Huawei uses machine translation combined with human proofreading to translate this document to different languages in order to help you better understand the content of this document.
Note: Even the most advanced machine translation cannot match the quality of professional translators.
Huawei shall not bear any responsibility for translation accuracy and it is recommended that you refer to the English document (a link for which has been provided).
Configuring BPDU Protection on the Switch
Context
Edge ports are directly connected to user terminals and will not receive BPDUs. If a switch is attacked by bogus BPDUs, edge ports will receive these BPDUs. The switch then sets the edge ports as non-edge ports and recalculates the spanning tree, resulting in network flapping.
BPDU protection can be used to protect the switch against malicious attacks. After BPDU protection is enabled on the switch, the switch shuts down an edge port if the edge port receives a BPDU.
Perform the following operations on the switch configured with an edge port.
Procedure
- Run:
system-viewThe system view is displayed.
- Run:
stp bpdu-protectionBPDU protection is enabled on the switch.

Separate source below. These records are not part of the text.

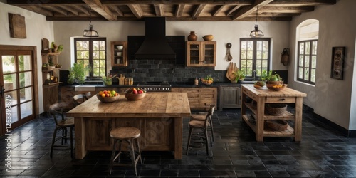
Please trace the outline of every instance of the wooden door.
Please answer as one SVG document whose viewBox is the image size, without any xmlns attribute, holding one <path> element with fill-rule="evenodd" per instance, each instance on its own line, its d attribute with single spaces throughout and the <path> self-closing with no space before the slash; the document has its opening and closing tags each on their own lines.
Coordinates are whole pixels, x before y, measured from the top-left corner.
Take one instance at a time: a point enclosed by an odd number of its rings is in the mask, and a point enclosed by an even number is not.
<svg viewBox="0 0 356 178">
<path fill-rule="evenodd" d="M 1 135 L 35 118 L 36 47 L 0 46 Z"/>
</svg>

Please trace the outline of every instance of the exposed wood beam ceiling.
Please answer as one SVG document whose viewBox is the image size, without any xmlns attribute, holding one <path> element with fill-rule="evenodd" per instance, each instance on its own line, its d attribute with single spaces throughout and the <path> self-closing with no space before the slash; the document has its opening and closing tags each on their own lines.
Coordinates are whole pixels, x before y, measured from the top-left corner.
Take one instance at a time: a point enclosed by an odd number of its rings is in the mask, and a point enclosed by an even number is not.
<svg viewBox="0 0 356 178">
<path fill-rule="evenodd" d="M 142 21 L 165 16 L 167 21 L 291 21 L 336 0 L 8 0 L 7 4 L 38 13 L 48 21 Z"/>
</svg>

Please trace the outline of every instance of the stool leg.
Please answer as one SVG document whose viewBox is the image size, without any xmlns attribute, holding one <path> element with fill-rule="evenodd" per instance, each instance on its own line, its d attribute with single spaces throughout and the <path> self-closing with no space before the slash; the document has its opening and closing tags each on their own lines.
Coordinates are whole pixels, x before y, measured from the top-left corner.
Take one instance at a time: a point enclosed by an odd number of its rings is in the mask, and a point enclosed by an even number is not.
<svg viewBox="0 0 356 178">
<path fill-rule="evenodd" d="M 185 155 L 188 155 L 188 151 L 189 150 L 190 139 L 192 138 L 192 133 L 193 132 L 193 127 L 189 127 L 189 133 L 188 135 L 188 143 L 187 144 L 187 151 Z"/>
<path fill-rule="evenodd" d="M 215 139 L 214 138 L 214 127 L 213 127 L 213 120 L 211 119 L 211 117 L 209 118 L 210 120 L 210 129 L 211 129 L 211 137 L 213 138 L 213 142 L 215 142 Z M 213 143 L 211 142 L 211 147 Z"/>
<path fill-rule="evenodd" d="M 73 155 L 73 128 L 74 127 L 71 126 L 70 130 L 70 157 L 72 159 L 74 159 L 74 157 Z"/>
<path fill-rule="evenodd" d="M 136 169 L 136 159 L 135 158 L 135 148 L 133 146 L 133 140 L 127 140 L 129 142 L 130 149 L 131 150 L 131 162 L 135 168 L 135 174 L 137 176 L 137 169 Z"/>
<path fill-rule="evenodd" d="M 115 157 L 115 154 L 116 152 L 116 142 L 117 142 L 117 140 L 114 140 L 114 144 L 112 146 L 112 151 L 111 152 L 111 159 L 110 159 L 110 163 L 109 165 L 109 174 L 111 175 L 111 171 L 112 169 L 112 164 L 114 164 L 114 157 Z"/>
<path fill-rule="evenodd" d="M 136 139 L 136 145 L 137 145 L 137 151 L 138 151 L 138 157 L 141 161 L 141 164 L 142 164 L 142 159 L 141 157 L 141 150 L 140 150 L 140 142 L 138 142 L 138 139 Z"/>
<path fill-rule="evenodd" d="M 208 139 L 208 130 L 206 128 L 204 130 L 204 134 L 205 135 L 205 142 L 206 144 L 206 155 L 209 156 L 209 139 Z"/>
<path fill-rule="evenodd" d="M 51 145 L 51 152 L 49 155 L 49 157 L 52 158 L 53 153 L 53 146 L 54 146 L 54 142 L 56 141 L 56 135 L 57 133 L 57 131 L 58 130 L 58 127 L 56 127 L 56 129 L 54 129 L 53 132 L 53 136 L 52 137 L 52 144 Z"/>
</svg>

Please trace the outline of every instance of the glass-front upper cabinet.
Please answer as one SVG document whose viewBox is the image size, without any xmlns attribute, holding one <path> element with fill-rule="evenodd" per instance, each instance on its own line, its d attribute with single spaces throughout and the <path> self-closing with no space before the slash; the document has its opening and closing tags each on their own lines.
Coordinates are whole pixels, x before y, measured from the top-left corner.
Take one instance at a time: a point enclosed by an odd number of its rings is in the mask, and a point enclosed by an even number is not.
<svg viewBox="0 0 356 178">
<path fill-rule="evenodd" d="M 216 41 L 187 41 L 187 66 L 216 66 Z"/>
<path fill-rule="evenodd" d="M 127 66 L 127 41 L 111 41 L 111 66 Z"/>
</svg>

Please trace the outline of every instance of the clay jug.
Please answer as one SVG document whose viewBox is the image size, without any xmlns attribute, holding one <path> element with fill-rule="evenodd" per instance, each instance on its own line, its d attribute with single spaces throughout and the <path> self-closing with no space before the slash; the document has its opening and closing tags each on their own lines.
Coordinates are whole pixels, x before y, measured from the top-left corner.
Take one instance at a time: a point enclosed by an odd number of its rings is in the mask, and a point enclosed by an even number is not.
<svg viewBox="0 0 356 178">
<path fill-rule="evenodd" d="M 195 41 L 198 39 L 198 36 L 195 35 L 195 31 L 191 31 L 190 35 L 188 36 L 188 41 Z"/>
</svg>

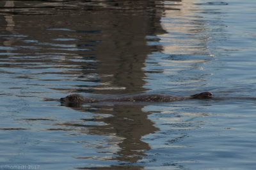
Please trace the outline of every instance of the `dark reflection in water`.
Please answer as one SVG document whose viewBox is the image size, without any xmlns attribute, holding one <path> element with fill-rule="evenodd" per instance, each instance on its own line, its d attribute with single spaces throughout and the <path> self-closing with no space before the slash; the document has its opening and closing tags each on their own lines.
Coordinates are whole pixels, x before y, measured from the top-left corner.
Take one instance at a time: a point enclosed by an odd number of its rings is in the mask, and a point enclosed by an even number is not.
<svg viewBox="0 0 256 170">
<path fill-rule="evenodd" d="M 161 46 L 148 46 L 147 36 L 166 32 L 160 24 L 164 10 L 162 1 L 1 3 L 0 22 L 4 24 L 0 36 L 1 72 L 13 74 L 20 81 L 10 87 L 22 90 L 17 96 L 38 97 L 51 92 L 61 92 L 64 96 L 69 92 L 125 94 L 147 90 L 143 80 L 145 59 L 152 52 L 162 50 Z M 7 81 L 15 83 L 14 80 Z M 10 92 L 15 93 L 11 90 Z M 121 162 L 142 159 L 145 151 L 150 148 L 141 137 L 159 130 L 147 118 L 150 113 L 142 110 L 143 105 L 76 106 L 72 109 L 111 116 L 93 116 L 79 121 L 67 119 L 61 123 L 50 118 L 19 120 L 29 124 L 51 122 L 44 124 L 51 127 L 45 129 L 49 132 L 115 136 L 122 139 L 118 144 L 119 150 L 111 159 Z M 91 159 L 83 155 L 74 158 Z M 127 168 L 124 166 L 116 168 Z M 77 167 L 81 168 L 89 167 Z"/>
</svg>

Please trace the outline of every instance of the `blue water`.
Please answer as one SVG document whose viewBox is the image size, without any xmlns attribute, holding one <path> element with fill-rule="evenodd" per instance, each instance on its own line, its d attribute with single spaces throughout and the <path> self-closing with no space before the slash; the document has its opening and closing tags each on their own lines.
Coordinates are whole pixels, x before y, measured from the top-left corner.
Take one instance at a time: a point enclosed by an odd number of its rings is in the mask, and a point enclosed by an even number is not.
<svg viewBox="0 0 256 170">
<path fill-rule="evenodd" d="M 253 1 L 0 5 L 0 169 L 255 169 Z"/>
</svg>

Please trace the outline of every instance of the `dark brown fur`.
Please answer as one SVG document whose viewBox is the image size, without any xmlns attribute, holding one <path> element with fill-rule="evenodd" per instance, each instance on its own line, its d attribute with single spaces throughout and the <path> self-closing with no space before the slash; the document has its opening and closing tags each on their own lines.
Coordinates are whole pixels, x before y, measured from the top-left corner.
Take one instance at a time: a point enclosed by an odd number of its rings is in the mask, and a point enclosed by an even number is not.
<svg viewBox="0 0 256 170">
<path fill-rule="evenodd" d="M 61 103 L 99 103 L 99 102 L 171 102 L 175 101 L 184 101 L 189 99 L 207 99 L 212 96 L 212 94 L 208 92 L 196 94 L 190 97 L 175 97 L 160 94 L 149 94 L 135 96 L 126 97 L 114 99 L 93 99 L 87 98 L 80 94 L 70 94 L 61 98 Z"/>
</svg>

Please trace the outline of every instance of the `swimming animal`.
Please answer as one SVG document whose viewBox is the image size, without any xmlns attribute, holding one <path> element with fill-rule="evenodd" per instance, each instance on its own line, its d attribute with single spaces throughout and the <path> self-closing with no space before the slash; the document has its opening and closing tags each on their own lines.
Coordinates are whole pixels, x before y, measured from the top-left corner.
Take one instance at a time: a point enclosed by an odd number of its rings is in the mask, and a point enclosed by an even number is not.
<svg viewBox="0 0 256 170">
<path fill-rule="evenodd" d="M 211 98 L 212 94 L 208 92 L 196 94 L 189 97 L 175 97 L 161 94 L 148 94 L 134 96 L 131 97 L 118 97 L 111 99 L 88 98 L 81 94 L 74 94 L 60 99 L 61 103 L 92 103 L 99 102 L 172 102 L 175 101 L 184 101 L 189 99 L 208 99 Z"/>
</svg>

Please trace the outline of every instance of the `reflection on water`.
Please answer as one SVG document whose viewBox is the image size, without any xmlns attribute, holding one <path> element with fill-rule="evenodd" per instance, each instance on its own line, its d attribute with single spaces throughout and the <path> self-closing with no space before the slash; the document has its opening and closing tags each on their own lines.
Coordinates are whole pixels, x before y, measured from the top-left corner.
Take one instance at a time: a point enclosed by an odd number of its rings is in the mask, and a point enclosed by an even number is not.
<svg viewBox="0 0 256 170">
<path fill-rule="evenodd" d="M 0 5 L 0 164 L 42 169 L 255 166 L 250 149 L 255 141 L 253 98 L 243 104 L 216 97 L 69 107 L 57 101 L 75 92 L 107 98 L 251 92 L 244 90 L 252 89 L 250 84 L 244 87 L 239 81 L 253 81 L 246 72 L 252 71 L 243 72 L 238 57 L 228 58 L 234 49 L 245 48 L 224 45 L 234 38 L 224 22 L 228 11 L 221 8 L 229 3 L 2 1 Z M 237 79 L 234 67 L 244 79 L 232 81 Z"/>
</svg>

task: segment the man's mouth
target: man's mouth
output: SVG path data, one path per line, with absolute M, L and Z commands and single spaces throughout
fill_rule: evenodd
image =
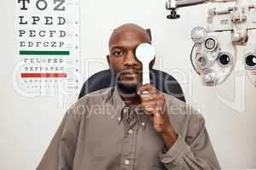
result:
M 135 69 L 124 70 L 119 73 L 123 78 L 134 79 L 139 76 L 139 71 Z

By default, BPDU protection is disabled on the switch.
Follow-up Procedure
To configure a shutdown edge port to go Up
automatically, run the error-down auto-recovery cause bpdu-protection interval interval-value command in the system view to configure the automatic recovery function
and set the recovery delay. After the delay expires, the port automatically
goes Up. Note the following when setting interval interval-value:
- A smaller value indicates a shorter delay for the port to go Up automatically and a higher frequency at which the port alternates between Up and Down states.
- A larger value indicates a longer delay for the port to go Up automatically and longer traffic interruption.